Bhatia Bahadar S, Morlese John F, Yusuf Sarah, Xie Yiting, Schallhorn Bob, Gruen David
Directorate of Diagnostic Radiology, Sandwell & West Birmingham NHS Trust, Lyndon, West Bromwich B71 4HJ, United Kingdom.
Space Research Centre, Physics & Astronomy, University of Leicester, 92 Corporation Road, Leicester LE4 5SP, United Kingdom.
BJR Open. 2023 Dec 12;6(1):tzad009. doi: 10.1093/bjro/tzad009. eCollection 2024 Jan.
This diagnostic study assessed the accuracy of radiologists retrospectively, using the deep learning and natural language processing chest algorithms implemented in Clinical Review version 3.2 for: pneumothorax, rib fractures in digital chest X-ray radiographs (CXR); aortic aneurysm, pulmonary nodules, emphysema, and pulmonary embolism in CT images.
The study design was double-blind (artificial intelligence [AI] algorithms and humans), retrospective, non-interventional, and at a single NHS Trust. Adult patients (≥18 years old) scheduled for CXR and CT were invited to enroll as participants through an opt-out process. Reports and images were de-identified, processed retrospectively, and AI-flagged discrepant findings were assigned to two lead radiologists, each blinded to patient identifiers and original radiologist. The radiologist's findings for each clinical condition were tallied as a verified discrepancy (true positive) or not (false positive).

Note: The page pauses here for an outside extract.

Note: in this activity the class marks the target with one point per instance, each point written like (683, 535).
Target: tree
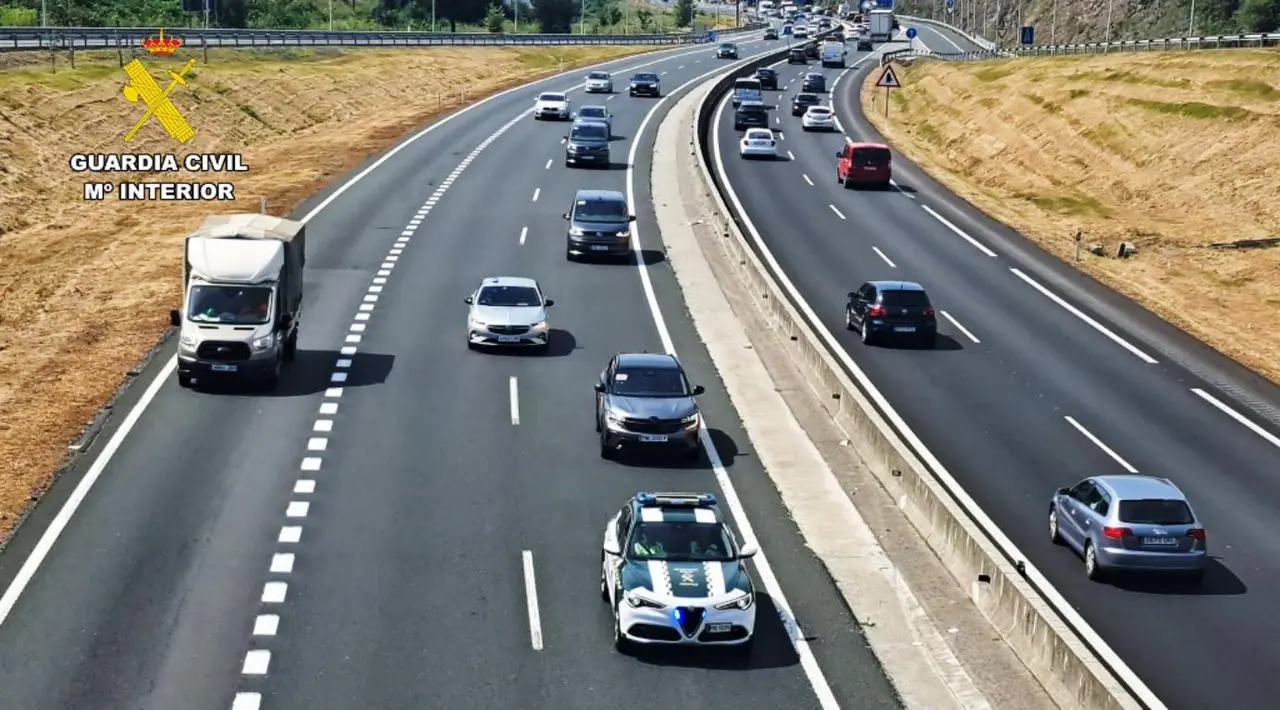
(556, 17)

The missed findings were: 0.02% rib fractures, 0.51% aortic aneurysm, 0.32% pulmonary nodules, 0.92% emphysema, and 0.28% pulmonary embolism. The positive predictive values (PPVs) were: pneumothorax (0%), rib fractures (5.6%), aortic dilatation (43.2%), pulmonary emphysema (46.0%), pulmonary embolus (11.5%), and pulmonary nodules (9.2%). The PPV for pneumothorax was nil owing to lack of available studies that were analysed for outpatient activity.
The number of missed findings was far less than generally predicted. The chest algorithms deployed retrospectively were a useful quality tool and AI augmented the radiologists' workflow.

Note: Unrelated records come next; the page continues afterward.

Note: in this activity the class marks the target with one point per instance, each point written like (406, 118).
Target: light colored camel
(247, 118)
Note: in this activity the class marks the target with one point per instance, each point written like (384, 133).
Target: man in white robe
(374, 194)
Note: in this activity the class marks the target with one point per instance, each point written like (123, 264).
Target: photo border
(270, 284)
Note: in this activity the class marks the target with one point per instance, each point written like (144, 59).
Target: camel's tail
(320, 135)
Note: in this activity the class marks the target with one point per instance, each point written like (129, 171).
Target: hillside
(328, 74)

The diagnostic accuracy of our radiologists generated missed findings of 0.02% for rib fractures CXR, 0.51% for aortic dilatation, 0.32% for pulmonary nodule, 0.92% for pulmonary emphysema, and 0.28% for pulmonary embolism for CT studies, all retrospectively evaluated with AI used as a quality tool to flag potential missed findings. It is important to account for prevalence of these chest conditions in clinical context and use appropriate clinical thresholds for decision-making, not relying solely on AI.
这项诊断性研究回顾性评估了放射科医生的诊断准确性,使用临床评估版本3.2中实施的深度学习和自然语言处理胸部算法,用于诊断:气胸、数字化胸部X线片(CXR)中的肋骨骨折;CT图像中的主动脉瘤、肺结节、肺气肿和肺栓塞。

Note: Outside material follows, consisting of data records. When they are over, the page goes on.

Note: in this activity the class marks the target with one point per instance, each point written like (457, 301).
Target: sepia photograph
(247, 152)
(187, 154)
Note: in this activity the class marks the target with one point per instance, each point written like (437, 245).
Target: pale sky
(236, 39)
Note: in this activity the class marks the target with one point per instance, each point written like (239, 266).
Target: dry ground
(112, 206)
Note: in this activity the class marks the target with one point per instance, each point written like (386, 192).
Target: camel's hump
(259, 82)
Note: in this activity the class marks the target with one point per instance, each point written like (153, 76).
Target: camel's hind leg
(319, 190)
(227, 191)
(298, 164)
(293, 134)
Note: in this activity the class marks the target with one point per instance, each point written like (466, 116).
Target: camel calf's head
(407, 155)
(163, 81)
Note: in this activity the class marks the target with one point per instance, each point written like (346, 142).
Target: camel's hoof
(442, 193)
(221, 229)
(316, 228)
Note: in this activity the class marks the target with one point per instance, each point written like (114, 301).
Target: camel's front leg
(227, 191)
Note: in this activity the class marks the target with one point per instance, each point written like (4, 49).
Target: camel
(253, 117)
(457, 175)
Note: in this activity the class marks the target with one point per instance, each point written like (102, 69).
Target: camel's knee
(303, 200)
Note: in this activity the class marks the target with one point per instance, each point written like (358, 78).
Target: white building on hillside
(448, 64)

研究设计为双盲(人工智能[AI]算法和人类)、回顾性、非干预性,且在单一的国民保健服务信托机构进行。计划进行CXR和CT检查的成年患者(≥18岁)通过退出程序被邀请作为参与者入组。报告和图像进行了去识别处理,进行回顾性分析,AI标记的有差异的发现被分配给两位首席放射科医生,他们对患者标识符和原放射科医生均不知情。将放射科医生对每种临床情况的发现统计为已证实的差异(真阳性)或未证实的差异(假阳性)。
漏诊的情况为:肋骨骨折0.02%、主动脉瘤0.51%、肺结节0.32%、肺气肿0.92%、肺栓塞0.28%。阳性预测值(PPV)分别为:气胸(0%)、肋骨骨折(5.6%)、主动脉扩张(43.2%)、肺气肿(46.0%)、肺栓塞(11.5%)、肺结节(9.2%)。由于缺乏针对门诊活动进行分析的可用研究,气胸的PPV为零。
漏诊情况的数量远低于一般预测。回顾性部署的胸部算法是一种有用的质量工具,AI增强了放射科医生的工作流程。
我们放射科医生的诊断准确性在CXR肋骨骨折方面产生了0.02%的漏诊情况,主动脉扩张为0.51%,肺结节为0.32%,肺气肿为0.92%,CT研究中肺栓塞为0.28%,所有这些均通过将AI用作标记潜在漏诊情况的质量工具进行回顾性评估。在临床背景下考虑这些胸部疾病的患病率并使用适当的临床阈值进行决策很重要,而不是仅仅依赖AI。